Here is a round-up of exhibitions in Paris starting in September 2015. Check out my Cultural Calendar page to see a large selection of exhibitions currently on!
There are some intriguing exhibitions opening this month. I'm especially excited about the Elisabeth Vigée Le Brun retrospective at the Grand Palais and the exhibition on representations of prostitution at the Musée d'Orsay. And the Louvre's exhibition should be spectacular, as it will be a pluridisciplinary show with contemporary artists displayed near objects from different periods.
Musée du Louvre (Paris 1er): This exhibition is based on the book by Jacques Attali of the same name, published in 2006. Pluridisciplinary, it brings a number of contemporary artists into a dialogue with noteworthy works from different eras, retracing in the present an account of the past conducive to a clearer view of the future.

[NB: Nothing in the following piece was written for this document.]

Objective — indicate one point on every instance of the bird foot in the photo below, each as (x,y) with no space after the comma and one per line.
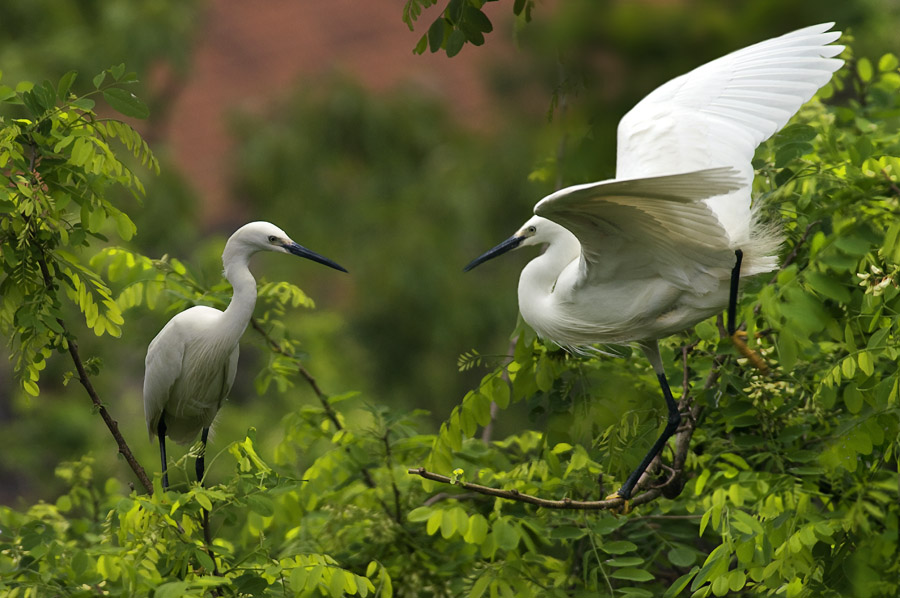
(624,508)
(739,338)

Grand Palais (Paris 8e): This first retrospective devoted to the works of Elisabeth Louise Vigée Le Brun presents an artist whose life stretched from the reign of Louis XV to that of Louis-Philippe (one of the most eventful and turbulent periods in European and above all French history of modern times).
Musée d'Orsay (Paris 7e): The first major show on the subject of prostitution, this exhibition attempts to retrace the way French and foreign artists, fascinated by the people and places involved in prostitution, have constantly sought to find new pictorial resources for depicting the realities and fantasies it implied.
Les Arts Décoratifs (Paris 1er): This major event will bring together more than 700 works of art by 150 artists, artisans, designers, fashion designers and graphic designers in almost all of the museum’s temporary exhibition spaces.
Musée du Luxembourg (Paris 6e): According to the Goncourt brothers, the eighteenth century was an era of seduction, love and intrigue, and Jean-Honoré Fragonard (1732-1806) might have been its main illustrator, if not its main agent.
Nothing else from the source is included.